I'd say that gear is cracked. It's pretty easy to replace the gear, and I'd probably replace them all, while you're at it. Just pop off the bottom cover of the truck, the axle assembly should just drop out. Pull the wheel/bearing pieces off the old gear, and slide them onto the new gear. Probably the toughest part is making sure the axles are properly gauged before reinstalling them in the trucks.
Thanks for the post and for the advice. I looked at the loco today. I thought I would have a better look. I noticed the rear wheel of both bogies under the loco where slightly wider than the ones at the front. I decided to squeeze them together. After doing so it felt like I pushed them back in to place I tested the loco and started to run and stayed on track without too much issues. Is that another indicator that the gear is cracked?

Also when replacing the gear what tool would I need to insure it is gauged properly? Sorry new to loco's repairs of this kind. I don't mind trying to do it myself provided I can start off on the right foot. Thanks again for your advice!
 
There's a lot of great advice above from fellow Forum Members and I just want to add several things.

A NMRA standards gauge will be helpful to check the gauge of your wheel-sets. Another tool would be a foam cradle to hold the locomotives while working on the wheel-sets and finally the third item would be to watch several U-Tube videos on changing the wheel-sets, which is actually very easy to do.

Good luck and keep us posted.

Greg
 
There's a lot of great advice above from fellow Forum Members and I just want to add several things.

A NMRA standards gauge will be helpful to check the gauge of your wheel-sets. Another tool would be a foam cradle to hold the locomotives while working on the wheel-sets and finally the third item would be to watch several U-Tube videos on changing the wheel-sets, which is actually very easy to do.

Good luck and keep us posted.

Greg
Thanks Greg, I will let you know how it goes. I am just in the process of purchasing the parts are the Athearn gears of better quality than the Life Like Proto 2000?
 
Walthers purchased Life Like in 2006, and immediately began to offer replacement axles for all the people claiming that theirs had cracked. This went on for about two years, at which Walthers said, 'Last chance...we won't be offering free replacements after X date." From then on, you could order replacements for a few dollars, so not onerous. The new ones offered by Walthers today are drop-in replacements improved so that they don't crack. I wouldn't be surprised if Athearn and Walthers make contracts with the same manufacturer in China.

So, go with what is both available and less costly.
 
Hi Terry and thanks for the post. That would make sense is it difficult fix?
NWSL and Athearn have gears made from a different plastic than the type the Chinese used on these locos. You have to remove the truck cover plates, lift off the wheel/axle assemblies, pull the wheels and axles off the gear and install them in the new gears. Of course, you need an NMRA gage to insure the proper distance between the wheels on each axle.

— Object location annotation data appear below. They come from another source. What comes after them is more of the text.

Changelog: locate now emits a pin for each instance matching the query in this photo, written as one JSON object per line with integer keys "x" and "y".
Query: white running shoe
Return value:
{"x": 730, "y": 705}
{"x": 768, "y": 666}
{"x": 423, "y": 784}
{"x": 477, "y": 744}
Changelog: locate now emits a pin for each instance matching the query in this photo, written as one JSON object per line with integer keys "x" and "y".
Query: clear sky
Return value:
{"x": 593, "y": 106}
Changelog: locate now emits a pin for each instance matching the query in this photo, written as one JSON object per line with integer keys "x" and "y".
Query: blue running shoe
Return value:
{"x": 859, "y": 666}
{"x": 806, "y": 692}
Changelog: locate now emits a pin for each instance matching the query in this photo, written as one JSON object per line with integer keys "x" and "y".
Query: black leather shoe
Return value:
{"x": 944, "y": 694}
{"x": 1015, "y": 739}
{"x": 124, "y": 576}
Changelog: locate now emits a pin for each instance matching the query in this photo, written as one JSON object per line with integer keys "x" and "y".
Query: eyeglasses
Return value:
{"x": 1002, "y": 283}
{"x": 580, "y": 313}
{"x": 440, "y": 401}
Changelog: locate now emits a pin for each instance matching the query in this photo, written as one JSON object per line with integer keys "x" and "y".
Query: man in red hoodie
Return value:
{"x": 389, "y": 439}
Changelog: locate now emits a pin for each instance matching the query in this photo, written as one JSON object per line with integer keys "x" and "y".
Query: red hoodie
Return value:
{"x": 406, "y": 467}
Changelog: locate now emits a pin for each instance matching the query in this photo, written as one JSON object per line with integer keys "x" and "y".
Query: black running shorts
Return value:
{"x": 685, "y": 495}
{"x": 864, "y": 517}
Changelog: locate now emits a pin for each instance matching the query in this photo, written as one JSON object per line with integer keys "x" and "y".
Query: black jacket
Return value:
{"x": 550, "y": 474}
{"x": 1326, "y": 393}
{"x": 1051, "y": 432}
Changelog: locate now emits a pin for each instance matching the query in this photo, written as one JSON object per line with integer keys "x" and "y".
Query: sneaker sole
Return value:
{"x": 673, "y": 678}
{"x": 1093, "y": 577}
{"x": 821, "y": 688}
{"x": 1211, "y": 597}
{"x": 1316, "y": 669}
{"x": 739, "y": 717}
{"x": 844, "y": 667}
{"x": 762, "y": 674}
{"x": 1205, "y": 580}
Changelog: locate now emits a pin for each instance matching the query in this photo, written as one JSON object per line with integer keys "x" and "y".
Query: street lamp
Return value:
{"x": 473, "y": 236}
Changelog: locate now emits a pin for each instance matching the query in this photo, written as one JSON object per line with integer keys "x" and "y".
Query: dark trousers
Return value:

I would replace all the axles, even if you could find the one gear with the crack, as sooner or later they will all go.
Stay well and safe!
 
Walthers purchased Life Like in 2006, and immediately began to offer replacement axles for all the people claiming that theirs had cracked. This went on for about two years, at which Walthers said, 'Last chance...we won't be offering free replacements after X date." From then on, you could order replacements for a few dollars, so not onerous. The new ones offered by Walthers today are drop-in replacements improved so that they don't crack. I wouldn't be surprised if Athearn and Walthers make contracts with the same manufacturer in China.

So, go with what is both available and less costly.

Thats great, thanks for the info. its been very helpful.
 
You said you are using a different kind of track from before.
Is the track in fact HO scale, code 100 or code 83? Anything else, i.e. HOn3 is narrower and you loco won't match up to the guage.

It's code 100 HO scale by Peco. The first layout I built, I had no idea that there were different gauges. So, it may have been the case that I had a mix and match track layout previously. It was so long ago (15 years plus) I can't remember for certain. I know this time around I planned more carefully.